# Are You Lot All Watching F*****g Tom Jones



## nm_225 (May 6, 2002)

Says it all.


----------



## jusTTin_D (May 19, 2002)

hmmm

he may look like a tit these days but...
the guy must be 60, he can sing his bollox off for seven or eight songs without stopping for breath and he'll probably take 3 of his 20 year old dancers home and shag the lot of them

T J ...we salute you [smiley=dude.gif] [smiley=guitarist.gif] [smiley=thumbsup.gif]


----------



## nm_225 (May 6, 2002)

True :


----------



## Guest (Feb 21, 2003)

Ewwwwww ...... gimme Darius... Robbie Williams oh and Blue again LOL ;D


----------



## garyc (May 7, 2002)

Pikey Welsh fucker.


----------



## r1 (Oct 31, 2002)

> Pikey Welsh fucker.


Or worse I've heard he's a Welsh Pikey-Fucker.


----------



## garyc (May 7, 2002)

> Or worse I've heard he's a Welsh Pikey-Fucker.


Pikey.

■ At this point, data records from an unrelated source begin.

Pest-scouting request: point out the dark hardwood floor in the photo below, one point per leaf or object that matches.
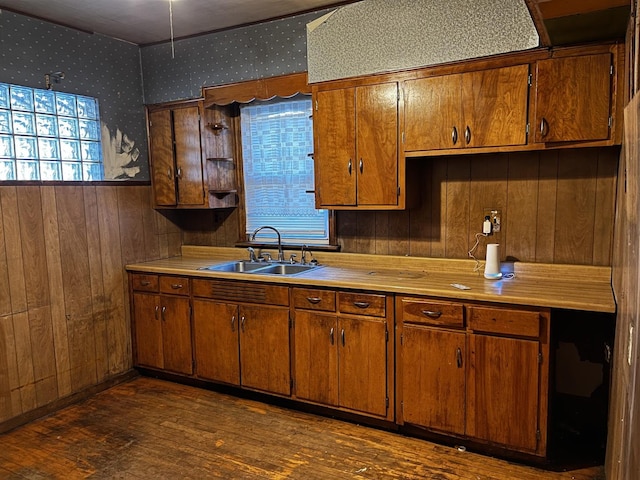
(153, 429)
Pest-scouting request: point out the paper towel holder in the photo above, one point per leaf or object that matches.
(492, 264)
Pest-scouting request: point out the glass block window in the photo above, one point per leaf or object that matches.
(47, 135)
(277, 139)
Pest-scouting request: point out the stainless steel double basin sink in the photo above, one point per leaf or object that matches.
(261, 268)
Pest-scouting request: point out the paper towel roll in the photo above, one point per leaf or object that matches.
(492, 265)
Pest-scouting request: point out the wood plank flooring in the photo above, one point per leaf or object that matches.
(150, 428)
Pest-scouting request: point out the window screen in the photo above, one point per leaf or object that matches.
(277, 139)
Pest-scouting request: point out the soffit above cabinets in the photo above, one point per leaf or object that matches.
(559, 22)
(146, 22)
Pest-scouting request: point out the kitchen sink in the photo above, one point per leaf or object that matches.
(260, 268)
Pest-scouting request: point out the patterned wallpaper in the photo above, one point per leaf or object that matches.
(375, 36)
(268, 49)
(94, 65)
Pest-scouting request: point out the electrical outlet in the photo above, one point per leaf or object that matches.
(495, 216)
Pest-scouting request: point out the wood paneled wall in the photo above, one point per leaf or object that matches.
(64, 309)
(557, 206)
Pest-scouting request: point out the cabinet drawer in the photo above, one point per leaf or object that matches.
(522, 323)
(174, 285)
(312, 299)
(362, 304)
(246, 292)
(144, 283)
(432, 313)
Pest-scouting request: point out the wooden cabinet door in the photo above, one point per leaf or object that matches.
(433, 113)
(362, 364)
(264, 349)
(186, 127)
(433, 378)
(217, 353)
(377, 144)
(316, 357)
(334, 149)
(573, 98)
(162, 164)
(148, 330)
(503, 391)
(494, 103)
(176, 334)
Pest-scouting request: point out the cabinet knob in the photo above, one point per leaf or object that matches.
(544, 127)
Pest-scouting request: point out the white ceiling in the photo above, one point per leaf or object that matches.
(148, 21)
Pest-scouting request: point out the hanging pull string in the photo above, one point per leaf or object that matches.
(173, 52)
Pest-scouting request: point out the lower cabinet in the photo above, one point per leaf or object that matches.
(342, 353)
(242, 343)
(475, 371)
(162, 323)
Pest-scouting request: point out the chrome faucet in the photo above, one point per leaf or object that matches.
(280, 252)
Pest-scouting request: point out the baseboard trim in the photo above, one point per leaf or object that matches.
(61, 403)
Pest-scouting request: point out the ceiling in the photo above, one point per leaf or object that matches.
(559, 22)
(149, 21)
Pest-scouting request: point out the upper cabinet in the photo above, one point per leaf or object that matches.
(356, 146)
(573, 98)
(177, 147)
(175, 154)
(485, 108)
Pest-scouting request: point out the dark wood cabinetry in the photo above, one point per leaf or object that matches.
(162, 323)
(573, 98)
(356, 146)
(176, 156)
(342, 355)
(487, 108)
(242, 334)
(475, 371)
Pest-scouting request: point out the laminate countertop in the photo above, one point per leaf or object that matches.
(573, 287)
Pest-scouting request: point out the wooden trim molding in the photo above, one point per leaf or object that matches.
(262, 89)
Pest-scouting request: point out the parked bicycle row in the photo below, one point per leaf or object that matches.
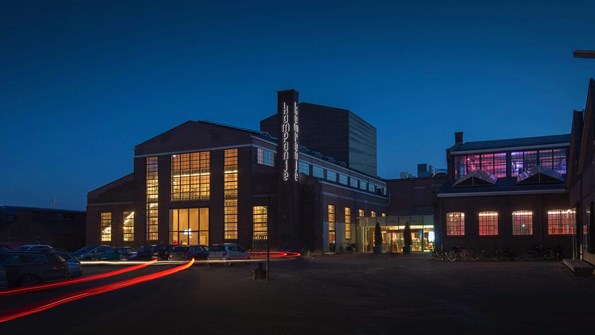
(533, 253)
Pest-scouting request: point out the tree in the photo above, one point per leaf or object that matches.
(377, 239)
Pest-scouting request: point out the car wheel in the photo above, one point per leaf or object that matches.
(29, 280)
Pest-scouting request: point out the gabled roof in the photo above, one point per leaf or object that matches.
(588, 135)
(575, 149)
(526, 142)
(476, 178)
(539, 175)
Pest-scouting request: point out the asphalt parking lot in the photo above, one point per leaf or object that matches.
(340, 294)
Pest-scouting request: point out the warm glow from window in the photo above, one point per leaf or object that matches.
(106, 227)
(455, 224)
(347, 223)
(561, 222)
(522, 223)
(331, 224)
(128, 227)
(190, 176)
(488, 223)
(230, 193)
(189, 226)
(259, 227)
(152, 211)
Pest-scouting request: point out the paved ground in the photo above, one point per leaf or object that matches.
(339, 294)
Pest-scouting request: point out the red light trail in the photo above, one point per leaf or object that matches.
(39, 307)
(75, 281)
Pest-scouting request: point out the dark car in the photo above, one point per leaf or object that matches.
(72, 263)
(161, 251)
(84, 250)
(144, 253)
(187, 252)
(96, 253)
(118, 254)
(28, 268)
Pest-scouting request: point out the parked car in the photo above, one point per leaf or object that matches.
(227, 252)
(33, 247)
(96, 253)
(84, 250)
(144, 253)
(72, 263)
(28, 268)
(161, 251)
(118, 254)
(187, 252)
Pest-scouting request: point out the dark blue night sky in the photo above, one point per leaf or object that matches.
(82, 82)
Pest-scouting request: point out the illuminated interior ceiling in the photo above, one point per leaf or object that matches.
(539, 175)
(476, 178)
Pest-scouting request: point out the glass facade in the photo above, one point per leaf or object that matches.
(106, 227)
(522, 223)
(259, 227)
(455, 224)
(561, 222)
(511, 163)
(265, 157)
(190, 176)
(152, 192)
(128, 226)
(488, 223)
(189, 226)
(331, 227)
(347, 223)
(304, 168)
(230, 194)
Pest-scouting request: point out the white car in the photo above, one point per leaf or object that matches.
(228, 253)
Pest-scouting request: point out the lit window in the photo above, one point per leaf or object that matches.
(230, 193)
(347, 223)
(189, 226)
(304, 167)
(522, 223)
(106, 227)
(128, 226)
(152, 198)
(561, 222)
(331, 176)
(265, 157)
(488, 223)
(343, 179)
(190, 176)
(455, 224)
(259, 227)
(317, 172)
(331, 227)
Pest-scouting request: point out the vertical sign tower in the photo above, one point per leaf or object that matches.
(287, 163)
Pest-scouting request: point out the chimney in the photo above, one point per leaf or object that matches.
(459, 137)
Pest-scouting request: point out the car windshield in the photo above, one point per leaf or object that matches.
(217, 248)
(85, 249)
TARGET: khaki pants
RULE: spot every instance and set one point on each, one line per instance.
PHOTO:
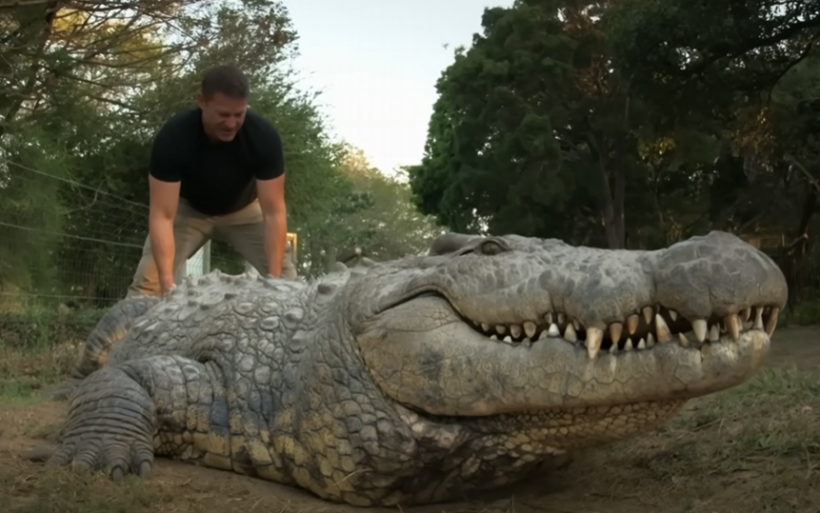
(243, 230)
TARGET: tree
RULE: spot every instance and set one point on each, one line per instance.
(532, 132)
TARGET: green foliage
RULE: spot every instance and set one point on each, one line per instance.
(82, 93)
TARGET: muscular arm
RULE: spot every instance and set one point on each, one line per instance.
(164, 184)
(274, 211)
(164, 201)
(270, 186)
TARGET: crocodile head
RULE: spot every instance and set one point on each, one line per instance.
(507, 350)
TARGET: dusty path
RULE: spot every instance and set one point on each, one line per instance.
(593, 484)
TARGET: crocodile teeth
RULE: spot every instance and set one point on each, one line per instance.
(700, 328)
(570, 334)
(632, 323)
(594, 338)
(615, 330)
(758, 318)
(732, 326)
(771, 323)
(664, 335)
(515, 330)
(529, 329)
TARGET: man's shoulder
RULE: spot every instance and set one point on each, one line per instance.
(181, 126)
(259, 125)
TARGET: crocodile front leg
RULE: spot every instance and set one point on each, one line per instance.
(122, 416)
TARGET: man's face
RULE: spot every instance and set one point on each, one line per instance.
(222, 115)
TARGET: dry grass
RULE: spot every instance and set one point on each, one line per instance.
(755, 448)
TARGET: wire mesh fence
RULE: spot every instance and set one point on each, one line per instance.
(68, 251)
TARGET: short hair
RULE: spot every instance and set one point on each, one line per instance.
(226, 79)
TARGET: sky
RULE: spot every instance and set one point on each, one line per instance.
(376, 63)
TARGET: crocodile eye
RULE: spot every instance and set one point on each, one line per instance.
(491, 247)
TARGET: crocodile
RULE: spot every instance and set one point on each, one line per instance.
(422, 379)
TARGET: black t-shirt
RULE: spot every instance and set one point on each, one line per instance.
(217, 177)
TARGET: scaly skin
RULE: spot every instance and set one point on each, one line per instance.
(367, 387)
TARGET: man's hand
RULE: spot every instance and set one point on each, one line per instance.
(272, 201)
(166, 284)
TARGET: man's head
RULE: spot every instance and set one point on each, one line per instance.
(223, 98)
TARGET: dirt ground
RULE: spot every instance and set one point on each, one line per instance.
(752, 449)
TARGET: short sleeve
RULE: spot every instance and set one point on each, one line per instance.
(271, 161)
(164, 166)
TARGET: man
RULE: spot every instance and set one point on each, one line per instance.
(216, 172)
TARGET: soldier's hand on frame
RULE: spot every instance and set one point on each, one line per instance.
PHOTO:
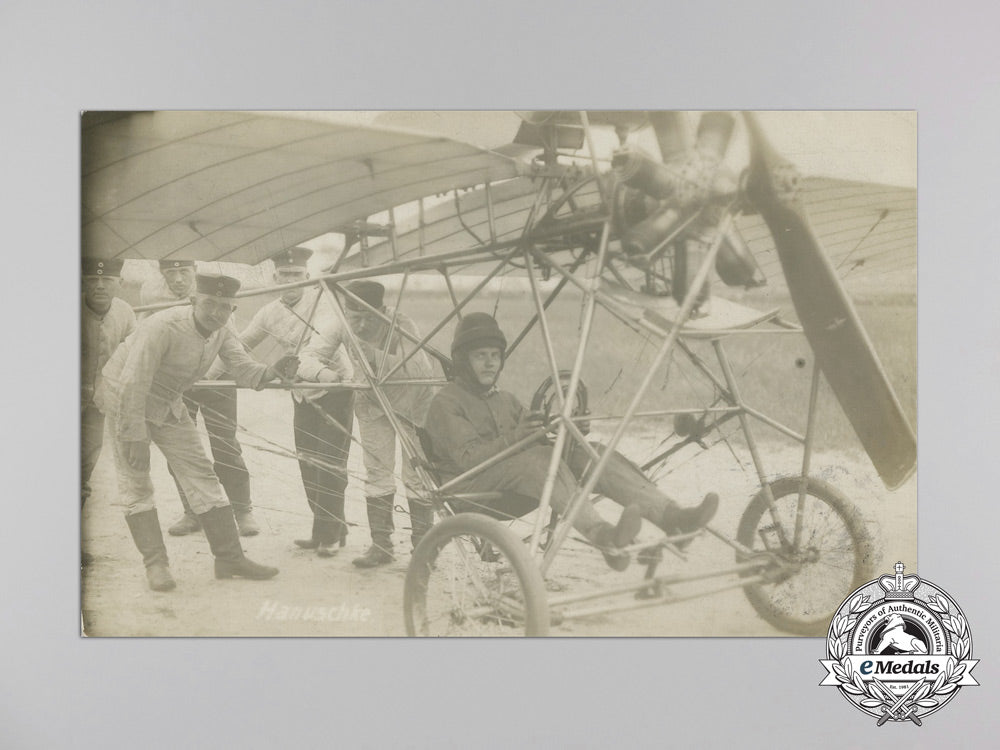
(285, 368)
(530, 422)
(137, 454)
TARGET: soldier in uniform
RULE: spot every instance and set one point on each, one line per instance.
(383, 348)
(322, 419)
(218, 408)
(142, 391)
(105, 322)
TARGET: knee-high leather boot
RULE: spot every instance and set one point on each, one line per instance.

Welsh. Fucker.


----------



## r1 (Oct 31, 2002)

> Pikey. Welsh. Fucker.


Or simply a cnut.


----------



## garyc (May 7, 2002)

> Or simply a cnut.


100% talent free zone.


----------



## Guest (Feb 21, 2003)

So you all adore Tom Jones? But he is old, dies his hair and takes viagra! ;D.

Out of all of them anyway I prefer Craig David he is more classy and sophisticated! ;D.

As if I really like Darius LOL :


----------



## Silversea (Jun 18, 2002)

Another talentless "Baw Bag"


----------